Há dois momentos, dizia-lhe eu, em que me lembro muito de si: quando choro, quando choro sob peso do acto de existir. E quando vejo lagos. Lagos grandes fazem-me pensar em si: vastidão, calmaria, rugosidade quando chove, a liberdade dos peixes e o facto de a água não poder correr, estando assim condenada a ser, ali, água-de-lago. Depois volto às lágrimas, e quando penso em morrer, ou na altura própria de morrer que é o acto de espera, o viver, também penso em si. (Foi a morte o seu paraíso?…)

Telefono a uma amiga para que me confirme que você se suicidou; partilhamos ambos essa impressão e ao telefonar à minha amiga pergunto: a Clarice, ela suicidou-se, não foi? E a sua morte, a vozes de hoje, está numa conversa telefónica entre eu e a minha amiga. Logo, mais à noitinha, porém antes da madrugada, vou ligar a essa amiga para saber notícias da sua morte. Ela disse-me, há pouco, que você era uma mulher lindíssima. (Se isso interessa? Claro que não. Mas a minha amiga urdiu a palavra de um jeito tão clariciano…)

Hoje sentei-me aqui e fiz um esforço para começar esta carta mesmo sabendo que não lha posso entregar. Fiz e faço isto porque gosto de escrever cartas e porque já estava para lhe escrever uma carta há muito tempo e assim peço-lhe, se puder, que venha espreitar esta carta. É para si.

Quis também escrever-lhe porque pensei que algum véu das minhas lágrimas se dissiparia ao falar assim consigo.

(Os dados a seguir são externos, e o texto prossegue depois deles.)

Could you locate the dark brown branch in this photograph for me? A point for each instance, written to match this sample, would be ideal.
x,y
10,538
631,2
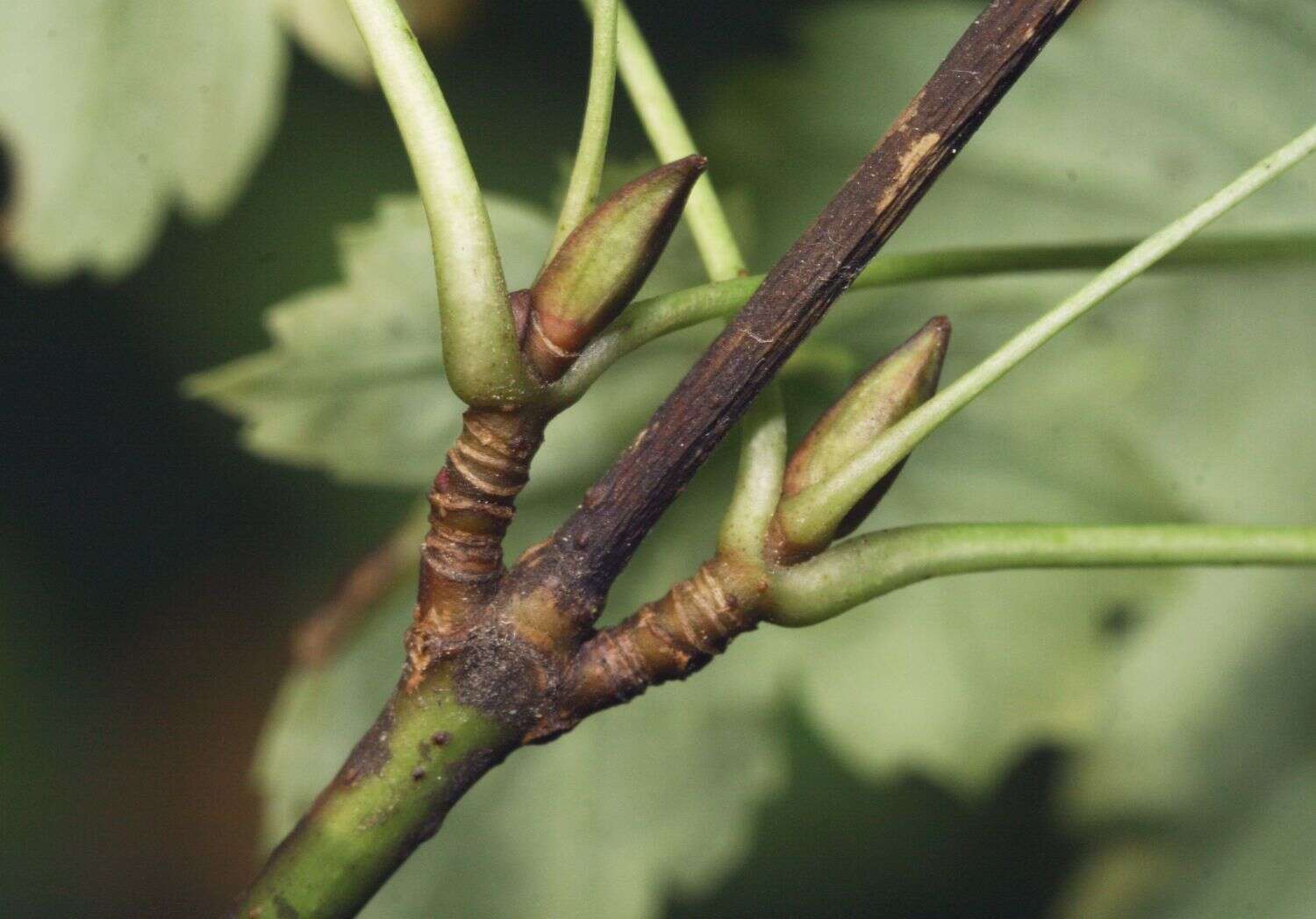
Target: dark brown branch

E quis, por fim, escrever-lhe para dizer que a sua literatura, o seu sangue, é tão sentido e verdadeiro (como dizem, em delírio, os deuses) que chega a intimidar. Mas a verdade assusta, não, Clarice?

Gostaria de ter conhecido a sua mão e o seu olhar, mas penso que também isso deve estar contido na sua obra

Sabe, sendo verdadeiro como me havia proposto, teria que lhe falar também do que é morrer para mim, e dizer-lhe de que modo e com que intensidade isso é, no fundo, o isto de viver, sendo que mesmo hoje, quando telefonar à minha amiga, não sei como irei reagir ao que ela tiver para me contar. Penso que terei já ultrapassado o desejo de considerar a hipótese do suicídio, mas nós não controlamos o peso dos dias, nem o peso dos dias em nós, nem a insignificância com que vestimos os dias de vez em quando. Sabe, Clarice, é muito difícil sermos os guardiães de nós mesmos, pois não raro descuidamos a tarefa e perdemos com certa facilidade a noção do perigo.

Estive num bosque que nunca mais acaba e quis conhecê-lo. Hoje tenho que sorrir ao pensar nisso, pois os minotauros, no fundo, são o que são, graças aos labirintos. (Sentiu isso, Clarice? Alguma vez abençoou a sua tristeza?)

(…) Foi bom ter telefonado à minha amiga (e já entendi que não houve suicídio). Vou respeitar a dureza das suas palavras, o que de verdade elas emanam, a transcendência dos tempos que você esculpiu, até os seus segredos vou poupar — ao longo dos anos os decifrarei; também para que me sobrem coisas valiosas até ao fim dos meus dias.

Vou já parar. Quero só deixar-lhe a palavra abraço, a palavra toque, a palavra poesia. Gostaria de ter conhecido a sua mão e o seu olhar, mas penso que também isso deve estar contido na sua obra. Será talvez uma questão de busca e aprumada acuidade.

Cara Clarice: para que lugar encantado devo enviar esta carta?

Quem escreveu esse texto

Ondjaki

Poeta e escritor angolano, publicou Materiais para confecção de um espanador de tristezas (Pallas).